Researchers from Virginia Commonwealth University are planning a study of DNA methylation, with the hope that it will yield a molecular signature that can be used to personalize treatment for depression by distinguishing those who are likely to have a chronic form of the disease from those with a shorter or more episodic type of depression.
The team received a $3 million grant from the National Institute of Mental Health earlier this month to support the project, which will use next-gen sequencing to examine patterns of methylation in retrospective samples from 1,500 cases and controls, and then validate any resulting predictive signature in a separate set.
According to Edwin van den Oord, director of the VCU Center for Biomarker Research and Personalized Medicine and principal investigator on the study, the group is optimistic about the methylome sequencing approach, because it has had "very promising" results using the same technique in the context of schizophrenia.
The team's schizophrenia results are not yet published, van den Oord told PGx Reporter. But he said that that the previous work yielded important insight into the causes of the schizophrenia, and that the group was able to successfully replicate its findings in independent samples in that study.
Based on this success, he said, the group wanted to apply the same approach to another disease, choosing to target major depressive disorder, with the hope that the research might reveal a methylation pattern that could be used to predict patients' disease course, and therefore personalize their care and treatment.
Though he declined to detail whether specific depression medications have been associated with different efficacy in chronic versus non-chronic major depression, he said the team believes that by enabling doctors to more precisely characterize the severity of the disease, they can then treat those likely to suffer chronic depression more aggressively, or choose specific drugs they are likely to respond well to based on their methylation status and associated risk for persistent depression.

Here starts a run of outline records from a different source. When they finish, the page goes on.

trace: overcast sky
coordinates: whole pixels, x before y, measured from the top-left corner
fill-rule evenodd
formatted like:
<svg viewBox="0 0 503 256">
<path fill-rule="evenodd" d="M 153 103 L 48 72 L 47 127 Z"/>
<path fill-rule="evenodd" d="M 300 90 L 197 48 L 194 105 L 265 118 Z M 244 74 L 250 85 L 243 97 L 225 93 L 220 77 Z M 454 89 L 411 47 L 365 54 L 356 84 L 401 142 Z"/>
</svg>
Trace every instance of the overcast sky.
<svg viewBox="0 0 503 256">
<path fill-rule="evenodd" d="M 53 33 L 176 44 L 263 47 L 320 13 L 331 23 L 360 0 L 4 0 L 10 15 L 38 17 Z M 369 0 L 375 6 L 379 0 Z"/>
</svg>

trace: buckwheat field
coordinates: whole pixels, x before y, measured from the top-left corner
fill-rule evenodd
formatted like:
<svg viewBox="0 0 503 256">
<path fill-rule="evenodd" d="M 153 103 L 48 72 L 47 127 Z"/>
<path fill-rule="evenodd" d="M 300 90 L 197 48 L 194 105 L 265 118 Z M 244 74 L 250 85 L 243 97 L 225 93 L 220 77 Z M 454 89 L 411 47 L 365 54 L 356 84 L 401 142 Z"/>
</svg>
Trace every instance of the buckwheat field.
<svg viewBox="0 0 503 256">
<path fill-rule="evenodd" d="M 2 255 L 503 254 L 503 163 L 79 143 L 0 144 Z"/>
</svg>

According to the VCU group, methylation markers are stable in blood and easy and inexpensive to measure, making them a great candidate for a clinical assay. In their grant abstract, the team also claimed that methylation markers may have better predictive power than gene mutations, because methylation is "directly related to gene expression."
Further, "methylation studies may improve disease understanding as they can account for a range of clinical disease features," the group wrote.
In the VCU team's new five-year, NIMH-funded effort, the researchers plan to apply the same sequencing approach they used in their schizophrenia research, a technique called MBD-seq, to analyze 1,500 samples from The Netherlands Study of Depression and Anxiety, or NESDA, van den Oord said.
The group plans to compare patients followed over a six-year time period to look for methylation patterns associated with different clinical MDD trajectories—distinguishing those who experienced chronic depression from those with more of a short-duration or episodic form of the disease.
According to the group's grant abstract, the study will use DNA collected from the same subjects at baseline and again after six years, dividing them into three groups: controls with no MDD, cases with MDD at baseline who showed full remission by the six-year follow up, and cases with chronic MDD.
The NESDA group will send samples to VCU for sequencing, and both the VCU team and their partners in The Netherlands will collaborate in analyzing the data.
In parallel, van den Oord said the researchers also plan to examine post-mortem brain samples to attempt to compare their results in blood with an analysis of brain tissue.
"Looking at blood is a meaningful exercise, but since depression is not a disease of the blood, looking at brain tissue in parallel will allow us to look at and answer scientific questions about correspondence between the two tissues," he said.
According to van den Oord, the discovery portion of the study will likely take the first two years of the five-year effort. Then, over the third year, the researchers will attempt to replicate and validate the predictive power of the 50 most promising methylation sites they identify in 1,500 additional independent samples.
The promise of molecular tools to guide psychiatric care has fueled many other efforts. For example, an international team has been working since 2012 looking for biomarkers to predict patients' responses to specific depression medications (PGx Reporter 5/9/2012).
Rather than look for predictors of response to particular depression medications, the VCU study is focused, more simply, on the differentiation of chronic versus non-chronic depression as a tool for personalizing care.